Statistics: When Confounding Variables Are Out of Control

By Neuroskeptic | April 2, 2016 10:38 am

Does ice cream cause drownings? Let’s think about this statistically. Consider that, in any given city, daily sales of ice cream are, most likely, positively correlated with daily rates of drownings.


Now, no matter how strong this correlation is, it doesn’t really mean that ice cream is dangerous. Rather, the association exists because of a ‘confound’ variable. In this case it’s temperature: on sunny days, people tend to eat more ice cream and they also tend to go swimming more often, thus risking drowning. The ice cream/drownings correlation would cease to exist once you take temperature into account. This means that ice cream has no ‘incremental validity’ over temperature: it doesn’t add anything to our ability to predict downing, above what we can predict from temperature.

Controlling for confounds is a widely-used technique in science. However, accordng to researchers Jake Westfall and Tal Yarkoni, there’s a major pitfall associated with the method. In a new paper, they warn that Statistically Controlling for Confounding Constructs Is Harder than You Think

Their argument is a simple one but the implications are rather serious: if you want to control for a certain variable, let’s call it C, your ability to succesfully correct for it is limited by the reliability of your measure of C. Let’s call your experimental measure (or construct) Cm. If you find that a certain correlation holds true even controling for Cm, this might be because C is not really a confound, but it might also be that Cm is a poor measure of C. “Controlling for Cm” is not the same as “Controlling for C”.

Staying with the ice cream/drowning example, for instance, suppose that we had a broken thermometer, meaning that our measure of temperature was noisy. Ice cream sales might well predict drownings even after controlling for our flawed ‘temperature’ variable. We might, then, conclude that ice cream and drownings have some deep connection beyond temperature.

Here’s Westfall and Yarkoni’s illustration of the problem. On the left we see the original icecream-drowning correlation, on the right the zero correlation after correcting for C, temperature. In the middle we see that the correlation remains (albeit smaller) with some hypothetical imperfect measure of temperature, Cm. journal.pone.0152719.g002

Based on various analyses of real and generated data, Westfall and Yarkoni conclude that many scientists have been controlling for Cm and wrongly interpreting this as ‘controlling for C’, thus wrongly concluding that incremental validity has been shown.

Literally hundreds of thousands of studies spanning numerous fields of science have historically relied on measurement-level incremental validity arguments to support strong conclusions about the relationships between theoretical constructs. The present findings inform and contribute to this literature – and to the general practice of “controlling for” potential confounds using multiple regression – in a number of ways.

First, we show that the traditional approach of using multiple regression to support incremental validity claims is associated with extremely high false positive rates under realistic parameter regimes.
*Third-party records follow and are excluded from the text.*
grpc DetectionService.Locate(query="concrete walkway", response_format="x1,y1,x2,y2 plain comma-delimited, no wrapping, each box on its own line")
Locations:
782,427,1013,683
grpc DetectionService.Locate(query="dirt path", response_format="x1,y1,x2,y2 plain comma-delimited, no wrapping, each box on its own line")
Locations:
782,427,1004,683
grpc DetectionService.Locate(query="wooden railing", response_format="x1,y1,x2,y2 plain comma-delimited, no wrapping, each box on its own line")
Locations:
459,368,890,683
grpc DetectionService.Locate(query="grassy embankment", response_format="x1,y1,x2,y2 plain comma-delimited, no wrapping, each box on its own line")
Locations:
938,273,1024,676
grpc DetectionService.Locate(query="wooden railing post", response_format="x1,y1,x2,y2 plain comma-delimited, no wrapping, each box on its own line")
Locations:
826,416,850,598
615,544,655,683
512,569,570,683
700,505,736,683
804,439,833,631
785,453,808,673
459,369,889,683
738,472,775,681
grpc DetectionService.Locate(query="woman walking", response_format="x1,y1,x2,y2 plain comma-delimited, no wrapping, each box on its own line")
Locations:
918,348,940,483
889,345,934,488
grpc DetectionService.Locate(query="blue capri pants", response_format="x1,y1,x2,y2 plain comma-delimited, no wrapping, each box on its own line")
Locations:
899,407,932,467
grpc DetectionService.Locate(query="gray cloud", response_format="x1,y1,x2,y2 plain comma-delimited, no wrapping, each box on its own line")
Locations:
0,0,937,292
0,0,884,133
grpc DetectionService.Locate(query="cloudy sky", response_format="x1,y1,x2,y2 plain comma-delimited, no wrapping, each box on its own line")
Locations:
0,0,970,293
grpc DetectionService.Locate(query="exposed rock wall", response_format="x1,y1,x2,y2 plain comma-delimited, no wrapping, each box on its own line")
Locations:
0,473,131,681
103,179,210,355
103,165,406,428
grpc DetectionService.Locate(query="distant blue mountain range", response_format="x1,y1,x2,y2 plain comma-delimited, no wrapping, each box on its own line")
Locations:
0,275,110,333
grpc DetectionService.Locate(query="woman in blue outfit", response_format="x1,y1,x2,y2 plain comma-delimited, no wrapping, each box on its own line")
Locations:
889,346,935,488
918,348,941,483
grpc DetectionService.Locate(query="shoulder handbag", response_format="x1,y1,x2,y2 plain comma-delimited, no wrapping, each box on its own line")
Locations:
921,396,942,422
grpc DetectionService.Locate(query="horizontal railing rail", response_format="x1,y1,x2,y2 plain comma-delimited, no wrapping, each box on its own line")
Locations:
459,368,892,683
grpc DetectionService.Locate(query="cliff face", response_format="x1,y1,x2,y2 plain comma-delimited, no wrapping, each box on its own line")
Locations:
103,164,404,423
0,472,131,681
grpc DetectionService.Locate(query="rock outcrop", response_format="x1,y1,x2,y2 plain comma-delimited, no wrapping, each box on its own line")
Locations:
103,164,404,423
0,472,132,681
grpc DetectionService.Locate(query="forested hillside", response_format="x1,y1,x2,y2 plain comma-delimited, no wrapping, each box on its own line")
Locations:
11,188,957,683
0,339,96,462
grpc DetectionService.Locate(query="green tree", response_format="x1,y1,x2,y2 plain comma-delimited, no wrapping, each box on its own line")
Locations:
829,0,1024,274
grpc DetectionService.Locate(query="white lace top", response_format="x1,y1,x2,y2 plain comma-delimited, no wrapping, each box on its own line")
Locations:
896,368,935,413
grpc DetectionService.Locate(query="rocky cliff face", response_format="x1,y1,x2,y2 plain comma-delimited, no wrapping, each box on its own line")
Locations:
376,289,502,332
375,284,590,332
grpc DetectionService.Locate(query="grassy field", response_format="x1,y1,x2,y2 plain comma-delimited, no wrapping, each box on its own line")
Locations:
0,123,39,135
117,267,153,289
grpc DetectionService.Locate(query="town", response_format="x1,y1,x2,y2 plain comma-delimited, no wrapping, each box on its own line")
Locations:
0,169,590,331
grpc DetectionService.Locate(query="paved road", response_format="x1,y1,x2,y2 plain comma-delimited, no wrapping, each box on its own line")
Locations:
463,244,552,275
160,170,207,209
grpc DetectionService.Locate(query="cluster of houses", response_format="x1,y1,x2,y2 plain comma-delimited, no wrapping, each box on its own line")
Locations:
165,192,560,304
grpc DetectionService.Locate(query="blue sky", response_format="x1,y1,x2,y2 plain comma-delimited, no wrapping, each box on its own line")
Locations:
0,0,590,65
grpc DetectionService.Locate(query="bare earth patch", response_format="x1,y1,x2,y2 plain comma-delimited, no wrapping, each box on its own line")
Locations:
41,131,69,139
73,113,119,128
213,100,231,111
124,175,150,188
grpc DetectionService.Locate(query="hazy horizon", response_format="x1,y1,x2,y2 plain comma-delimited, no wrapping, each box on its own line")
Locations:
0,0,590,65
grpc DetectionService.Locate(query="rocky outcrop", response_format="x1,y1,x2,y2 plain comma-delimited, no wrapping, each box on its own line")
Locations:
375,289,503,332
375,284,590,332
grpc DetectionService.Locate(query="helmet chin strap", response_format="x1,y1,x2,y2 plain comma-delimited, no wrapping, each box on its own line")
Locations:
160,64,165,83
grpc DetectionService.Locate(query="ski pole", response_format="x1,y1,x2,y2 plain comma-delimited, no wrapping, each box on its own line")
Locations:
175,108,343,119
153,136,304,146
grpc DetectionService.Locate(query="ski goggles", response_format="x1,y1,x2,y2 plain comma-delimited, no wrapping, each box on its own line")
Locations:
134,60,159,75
Researchers relying on such arguments will thus often conclude that one construct contributes incrementally to an outcome, or that two constructs are theoretically distinct, even when no such conclusion is warranted…

Taken as a whole, our results demonstrate that drawing construct-level inferences about incremental validity is considerably more difficult than most researchers recognize. We do not think it is alarmist to suggest that many, and perhaps most, incremental validity claims put forward in the social sciences to date have not been adequately supported by empirical evidence, and run a high risk of spuriousness.

The authors note that they were not the first to discuss the issue. In the past, this problem has been known as ‘residual confounding‘, amongst other names.

So what’s the solution? Westfall and Yarkoni say that the answer is structural equation modelling (SEM), ideally drawing on multiple different measures (or indicators) to estimate the confounding variable better. However, even if only one confound measure is available, “researchers can use an SEM approach to estimate what level of reliability must be assumed in order to support the validity of one’s inferences.”

The point is that when a scientific argument rests on the failure of controlling for a confound to affect the results, a straightforward correlation analysis is not enough.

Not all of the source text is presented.